A survey published on Tuesday highlights the number of mass shootings at the start of 2023 as the worst in a decade.
About one in five Americans say they have a family member killed with a gun, according to a Kaiser Family Foundation survey released Tuesday and deciphered by Forbes magazine. The survey underscores the deep nature of the country’s gun violence epidemic and the urgent need for law reform, as the number of mass shootings in 2023 marks the worst start to a year in a decade.
45,222 deaths in 2020
45,222. That’s the number of gun-related deaths in the United States in 2020, the most recent year for which complete data is available, according to the CDC. That is 124 deaths per day, which marks a sharp increase compared to previous years. These deaths are mainly due to homicides (nearly 5,000) and suicides (6,666), in line with broader trends in previous years. There have been 146 mass shootings in 2023 so far, well above the numbers at the same time in the past two years.
A recent spate of mass shootings, including Monday’s shooting at a bank in downtown Louisville, Kentucky, has reignited the long-running debate about gun violence in the United States. This year alone, mass shootings have already claimed the lives of more than 200 people in nearly 150 incidents, according to Gun Violence Archive. The toll, which excludes the perpetrator and fails to account for the injuries of hundreds of survivors, vastly underestimates the scale of the country’s gun violence epidemic. The problem is getting worse and the past few years have been some of the deadliest on record.
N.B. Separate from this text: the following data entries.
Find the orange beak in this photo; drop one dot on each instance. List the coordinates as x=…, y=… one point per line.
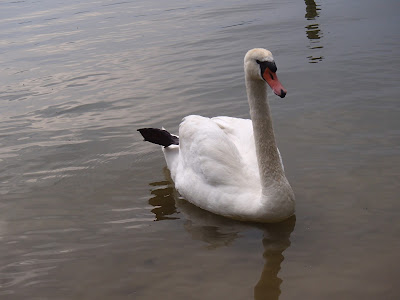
x=273, y=81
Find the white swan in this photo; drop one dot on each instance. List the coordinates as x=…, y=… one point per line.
x=231, y=166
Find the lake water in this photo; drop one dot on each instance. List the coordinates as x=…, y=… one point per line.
x=87, y=209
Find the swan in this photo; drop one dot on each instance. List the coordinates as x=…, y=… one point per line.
x=231, y=166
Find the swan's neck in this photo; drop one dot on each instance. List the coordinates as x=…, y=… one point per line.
x=267, y=153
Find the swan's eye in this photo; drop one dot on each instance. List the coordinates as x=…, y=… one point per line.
x=267, y=65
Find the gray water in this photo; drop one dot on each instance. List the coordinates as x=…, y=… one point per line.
x=87, y=209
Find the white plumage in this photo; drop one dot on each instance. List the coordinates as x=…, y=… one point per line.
x=231, y=166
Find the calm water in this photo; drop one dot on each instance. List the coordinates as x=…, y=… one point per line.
x=88, y=211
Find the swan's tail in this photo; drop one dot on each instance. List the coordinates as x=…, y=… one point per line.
x=159, y=136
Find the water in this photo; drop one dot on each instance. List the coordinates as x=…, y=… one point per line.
x=88, y=211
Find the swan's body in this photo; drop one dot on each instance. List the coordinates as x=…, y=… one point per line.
x=231, y=166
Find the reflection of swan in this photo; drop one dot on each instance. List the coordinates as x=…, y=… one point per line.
x=275, y=241
x=231, y=166
x=217, y=231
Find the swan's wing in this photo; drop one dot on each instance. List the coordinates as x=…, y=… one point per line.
x=240, y=132
x=208, y=153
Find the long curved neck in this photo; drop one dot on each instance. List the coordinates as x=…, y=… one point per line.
x=267, y=153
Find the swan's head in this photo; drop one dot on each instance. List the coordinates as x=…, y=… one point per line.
x=259, y=64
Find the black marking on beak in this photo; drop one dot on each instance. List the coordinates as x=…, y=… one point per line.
x=267, y=65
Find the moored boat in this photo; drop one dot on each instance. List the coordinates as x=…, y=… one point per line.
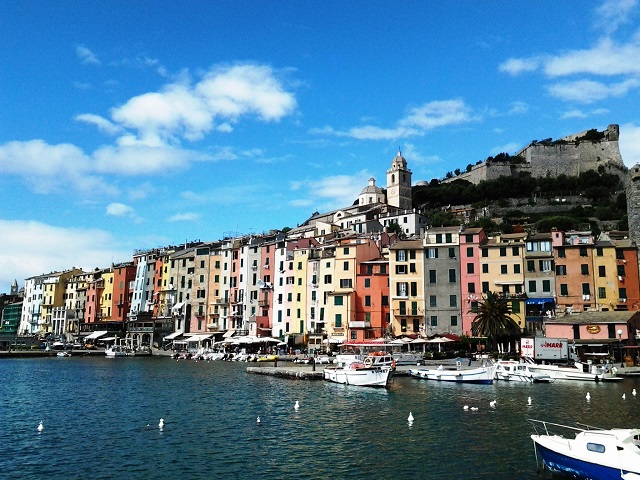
x=483, y=375
x=576, y=371
x=588, y=453
x=512, y=371
x=373, y=372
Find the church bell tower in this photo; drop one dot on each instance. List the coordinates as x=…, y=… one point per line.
x=399, y=184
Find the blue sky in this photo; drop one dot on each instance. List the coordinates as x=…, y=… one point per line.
x=132, y=125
Leading cause of death of children and adolescents
Guns are now the number one cause of death for children and adolescents in the United States, surpassing motor vehicle accidents in 2020, and although mass shootings dominate public discourse, the majority of gun deaths fire stems from their use in a large number of suicides and homicides. Political efforts to curb gun deaths are extremely half-hearted and woefully ineffective. Furthermore, the issue is intensely partisan and there is no political consensus to legislate on the subject at the federal level. The question is so intractable that polls suggest that a significant minority of Americans (just under half), mostly Republicans, think mass shootings are just normal for living in a free society. Plenty of evidence from around the world completely contradicts this notion.
The United States is a notable exception in the world, with gun death rates often dozens of times higher than other countries like France, Australia, Japan and the United Kingdom. The phenomenon of mass murders in schools, churches or shopping centers has no equivalent in the world. Access to firearms for American citizens is much easier than in other countries, mainly due to the interpretation of the Second Amendment of the American constitution.